Sir Paul gave a very nice tribute: " I’m so sad to hear the news of the passing of dear George Martin. I have so many wonderful memories of this great man that will be with me forever. He was a true gentleman and like a second father to me. He guided the career of The Beatles with such skill and good humour that he became a true friend to me and my family. If anyone earned the title of the fifth Beatle it was George. From the day that he gave The Beatles our first recording contract, to the last time I saw him, he was the most generous, intelligent and musical person I’ve ever had the pleasure to know.
It’s hard to choose favourite memories of my time with George, there are so many but one that comes to mind was the time I brought the song 'Yesterday’ to a recording session and the guys in the band suggested that I sang it solo and accompany myself on guitar. After I had done this George Martin said to me, "Paul I have an idea of putting a string quartet on the record". I said, “Oh no George, we are a rock and roll band and I don’t think it’s a good idea”. With the gentle bedside manner of a great producer he said to me, "Let us try it and if it doesn’t work we won’t use it and we’ll go with your solo version". I agreed to this and went round to his house the next day to work on the arrangement.
He took my chords that I showed him and spread the notes out across the piano, putting the cello in the low octave and the first violin in a high octave and gave me my first lesson in how strings were voiced for a quartet. When we recorded the string quartet at Abbey Road, it was so thrilling to know his idea was so correct that I went round telling people about it for weeks. His idea obviously worked because the song subsequently became one of the most recorded songs ever with versions by Frank Sinatra, Elvis Presley, Ray Charles, Marvin Gaye and thousands more.
This is just one of the many memories I have of George who went on to help me with arrangements on 'Eleanor Rigby', 'Live and Let Die' and many other songs of mine.
I am proud to have known such a fine gentleman with such a keen sense of humour, who had the ability to poke fun at himself. Even when he was Knighted by the Queen there was never the slightest trace of snobbery about him.
My family and I, to whom he was a dear friend, will miss him greatly and send our love to his wife Judy and their kids Giles and Lucy, and the grandkids.
The world has lost a truly great man who left an indelible mark on my soul and the history of British music.
As I live just a few tube stops from Abbey Road I went down to pay my respects to the great man on the day he died.
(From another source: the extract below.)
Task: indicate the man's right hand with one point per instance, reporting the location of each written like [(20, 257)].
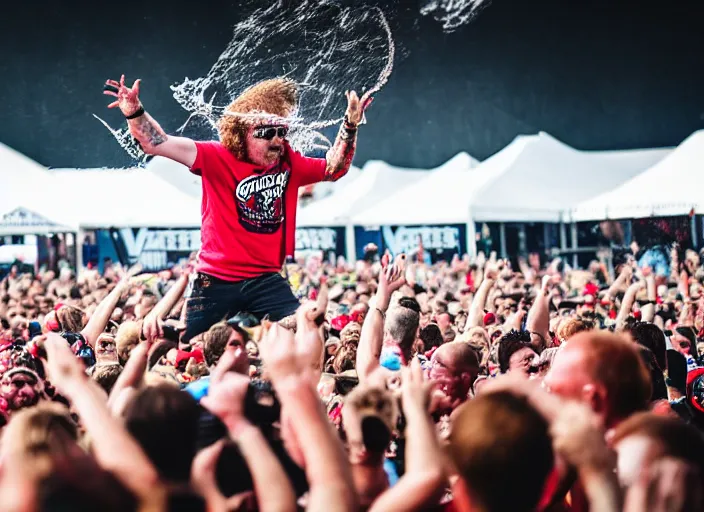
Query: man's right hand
[(391, 278), (127, 99)]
It was a miserable wet day in London reflecting the mood, and when I arrived there were a few tv cameras outside, possibly hoping Macca would arrive.(don't think he did). I was ok on my day down to this as you can accept people dying at a good age, it's the natural way, however it was when I heard The Beatles music wafting out on to the streets from Abbey Road I started to well up and got emotional. BBC4 That night showed the wonderful Arena special on this lovely man, covering his comedy records and then The Beatles. He certainly was for me The Fifth Beatle, without his enthusiasm and input, who knows how The Beatles would sound, perhaps just another rock band, i'm doubtful the band would have reached the incredible heights that they reached without the guiding hand of the wonderful George Martin. No doubt he'll be producing the choir invisible up in heaven now.